Accidental freezing of vaccines had been an overlooked problem for many years prompting researchers to investigate why this was happening. Overall, studies completed found that there was a failure to regulate the cold chain. Some manufacturers were overprotecting vaccines from heat resulting in accidental freezing. These findings resulted in a call for better managing the cold chain by using reliable refrigeration and integrating data loggers to monitor temperature-sensitive items along the cold chain.

Invest in reliable monitoring data loggers

TraceableOne Single-Use USB Temperature Data Logger

According to the CDC, the use of continuous monitoring devices for monitoring and recording temperatures while transporting vaccines is required. In its vaccine tool kit, the CDC offers instructions on how to use data loggers during transport such as how to use the buffered materials and where to place the data logger in the packaging.

A variety of data loggers are available. Select one that helps you to remain compliant, is easy to use and provides proper security protocols. Devices such as the TraceableOne™ and TraceableGO™ data loggers are popular choices for vaccine transport. These products meet regulations because an individually-numbered Traceable® Certificate provided with each unit assures accuracy from our ISO/IEC 17025:2005 (1750.01) calibration laboratory accredited by A2LA. It indicates traceability of measurements to the SI units through NIST or other recognized national measurement institutes (NMI) that are signatories to the CIPM Mutual Recognition Agreement.

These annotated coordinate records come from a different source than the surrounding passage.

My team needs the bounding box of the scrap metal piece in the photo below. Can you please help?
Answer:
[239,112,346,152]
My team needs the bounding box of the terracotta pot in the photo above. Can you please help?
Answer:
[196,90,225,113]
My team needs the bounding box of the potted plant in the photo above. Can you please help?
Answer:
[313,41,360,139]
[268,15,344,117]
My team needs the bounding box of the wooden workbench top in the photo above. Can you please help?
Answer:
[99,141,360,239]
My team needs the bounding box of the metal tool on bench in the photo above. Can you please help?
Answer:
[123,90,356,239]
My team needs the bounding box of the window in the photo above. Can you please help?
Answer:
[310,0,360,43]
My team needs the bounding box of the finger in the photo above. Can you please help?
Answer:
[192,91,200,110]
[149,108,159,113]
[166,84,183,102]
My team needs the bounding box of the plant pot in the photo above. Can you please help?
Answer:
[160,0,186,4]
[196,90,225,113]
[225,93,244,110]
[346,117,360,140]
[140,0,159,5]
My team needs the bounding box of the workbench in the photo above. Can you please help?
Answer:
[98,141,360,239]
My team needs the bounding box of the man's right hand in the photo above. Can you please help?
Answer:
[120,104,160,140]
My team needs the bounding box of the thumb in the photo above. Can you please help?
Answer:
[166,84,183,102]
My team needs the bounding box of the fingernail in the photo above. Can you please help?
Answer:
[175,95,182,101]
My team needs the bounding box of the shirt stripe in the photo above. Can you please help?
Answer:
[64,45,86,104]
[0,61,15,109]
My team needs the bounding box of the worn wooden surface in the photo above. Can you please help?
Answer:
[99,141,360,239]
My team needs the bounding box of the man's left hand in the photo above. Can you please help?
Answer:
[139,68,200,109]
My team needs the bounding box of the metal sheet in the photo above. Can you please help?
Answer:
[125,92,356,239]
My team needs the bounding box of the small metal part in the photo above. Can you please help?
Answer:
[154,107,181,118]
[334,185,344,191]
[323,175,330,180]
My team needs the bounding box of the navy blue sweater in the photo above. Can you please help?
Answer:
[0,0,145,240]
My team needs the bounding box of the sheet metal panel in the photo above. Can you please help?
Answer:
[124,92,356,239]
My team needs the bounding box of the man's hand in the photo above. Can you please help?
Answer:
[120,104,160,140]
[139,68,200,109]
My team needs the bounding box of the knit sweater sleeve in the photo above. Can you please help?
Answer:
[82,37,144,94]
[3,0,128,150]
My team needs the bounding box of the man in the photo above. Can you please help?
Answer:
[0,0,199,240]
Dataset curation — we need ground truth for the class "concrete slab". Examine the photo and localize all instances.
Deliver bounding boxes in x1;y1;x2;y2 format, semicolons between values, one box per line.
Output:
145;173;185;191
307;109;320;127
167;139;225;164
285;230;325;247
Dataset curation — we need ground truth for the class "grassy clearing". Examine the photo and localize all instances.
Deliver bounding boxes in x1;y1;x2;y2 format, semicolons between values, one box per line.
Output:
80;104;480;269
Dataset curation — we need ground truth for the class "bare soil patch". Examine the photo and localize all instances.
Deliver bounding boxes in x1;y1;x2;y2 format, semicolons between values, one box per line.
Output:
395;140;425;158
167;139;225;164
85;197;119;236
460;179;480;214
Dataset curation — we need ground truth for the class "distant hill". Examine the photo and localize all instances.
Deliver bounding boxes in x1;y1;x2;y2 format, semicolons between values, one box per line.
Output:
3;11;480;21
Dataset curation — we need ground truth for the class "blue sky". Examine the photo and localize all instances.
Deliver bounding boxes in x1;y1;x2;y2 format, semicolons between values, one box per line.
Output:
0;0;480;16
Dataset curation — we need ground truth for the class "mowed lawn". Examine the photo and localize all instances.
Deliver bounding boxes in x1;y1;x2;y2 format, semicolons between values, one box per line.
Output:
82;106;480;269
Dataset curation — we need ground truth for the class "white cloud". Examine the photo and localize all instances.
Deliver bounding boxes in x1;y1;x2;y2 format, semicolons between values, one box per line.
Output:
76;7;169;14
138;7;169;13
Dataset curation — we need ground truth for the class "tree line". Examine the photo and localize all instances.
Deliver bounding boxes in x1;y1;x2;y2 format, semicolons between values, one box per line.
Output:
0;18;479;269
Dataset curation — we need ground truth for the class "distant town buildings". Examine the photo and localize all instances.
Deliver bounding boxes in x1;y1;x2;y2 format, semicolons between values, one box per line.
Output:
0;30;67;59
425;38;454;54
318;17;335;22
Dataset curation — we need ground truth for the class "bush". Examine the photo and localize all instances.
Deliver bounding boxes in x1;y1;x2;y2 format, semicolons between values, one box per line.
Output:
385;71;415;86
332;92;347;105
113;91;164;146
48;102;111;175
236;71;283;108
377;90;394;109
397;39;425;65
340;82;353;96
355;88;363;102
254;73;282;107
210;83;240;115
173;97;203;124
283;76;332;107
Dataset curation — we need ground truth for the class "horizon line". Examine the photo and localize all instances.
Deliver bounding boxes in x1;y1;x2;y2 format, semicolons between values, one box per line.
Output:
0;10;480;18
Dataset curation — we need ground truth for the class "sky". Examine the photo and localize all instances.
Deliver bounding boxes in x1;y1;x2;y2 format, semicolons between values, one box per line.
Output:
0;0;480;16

Traceable Temperature/Humidity Bluetooth Data Logger with remote monotiring compatibility

What happens if a cold chain is broken? Learn more about the importance of reliable temperature monitoring in this video discussion, How to Store and Transport Your Temperature-Sensitive Samples Safely using advanced tools for cold chain monitoring and compliance.

Summary

As the world population continues to be subjected to new viruses and diseases, such as COVID-19, vaccines continue to be researched, developed and manufactured. Billions of vaccines travel the cold chain globally per year, and safety is critical. Temperature remains a top challenge as there is presently no fail-safe equipment to transport vaccines. Monitoring with data loggers has been added to a list of regulations to ensure vaccines remain safe. Failure to do so can result in harm to the end user. To meet this challenge, regulators such as the FDA and health organizations including WHO, CDC, and other region agencies provide guidance documents and tool kits on how to keep these fragile biologics safe.